Chase and I have been backpacking the last two weekends – both very quick escapes.
Last weekend, we left Bozeman at 7 pm, drove an hour without a map up a massive network of USFS roads, stopped and parked, and walked into the woods a ways.
We were back home 20 hours later, after cooking two meals over fire, exploring a gorge, and panning for gold.
This weekend, we’d get an earlier start: 5 pm.
We again drove an hour, walked into the woods, found a hidden meadow, cooked over fire, fished in a stream, wrote in our journals, and took gobs and gobs of photos and videos: of flowers, water, camp, fire, mountains, trees, birds, deer…

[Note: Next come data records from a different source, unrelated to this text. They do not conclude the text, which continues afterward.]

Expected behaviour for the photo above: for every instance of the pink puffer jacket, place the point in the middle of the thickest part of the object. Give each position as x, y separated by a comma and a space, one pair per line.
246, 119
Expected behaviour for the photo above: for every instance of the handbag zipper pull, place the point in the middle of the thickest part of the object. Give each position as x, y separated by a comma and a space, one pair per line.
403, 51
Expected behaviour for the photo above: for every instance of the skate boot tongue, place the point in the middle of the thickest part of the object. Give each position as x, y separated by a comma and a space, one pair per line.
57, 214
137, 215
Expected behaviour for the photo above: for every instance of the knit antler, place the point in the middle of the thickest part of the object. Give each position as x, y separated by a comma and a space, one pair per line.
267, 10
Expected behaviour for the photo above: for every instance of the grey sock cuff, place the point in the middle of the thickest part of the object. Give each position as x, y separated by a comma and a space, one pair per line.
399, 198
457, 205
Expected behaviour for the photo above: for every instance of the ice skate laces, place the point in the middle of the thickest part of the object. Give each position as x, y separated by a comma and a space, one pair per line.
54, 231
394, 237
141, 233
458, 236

Then we went to bed, woke up at sunrise this morning, watched the alpenglow descend the mountain faces, explored a marsh, fished some more, and played around a lot with our cameras.
You see, Chase has this growing passion for photography. At 10, he’s enamored with the gear. He tells me he’s specializing in macro photography, as he snaps twelve images of a larkspur.
This one didn’t turn out half bad – he mounted the camera on a tripod, set the timer, and told me in no uncertain terms: “Sit still, please.”
Photo: Chase Jordan. Subject: Dad sporting new trekking duds (4.5 oz shirt, 4.0 oz pants) coming to BPL real soon, in front of a 16-ounce double wall tent he may be taking on a packraft trekking traverse across the Greater Yellowstone Ecosystem in a week. Sigma DP1, f/4, 1/8s, ISO100, 16.6mm.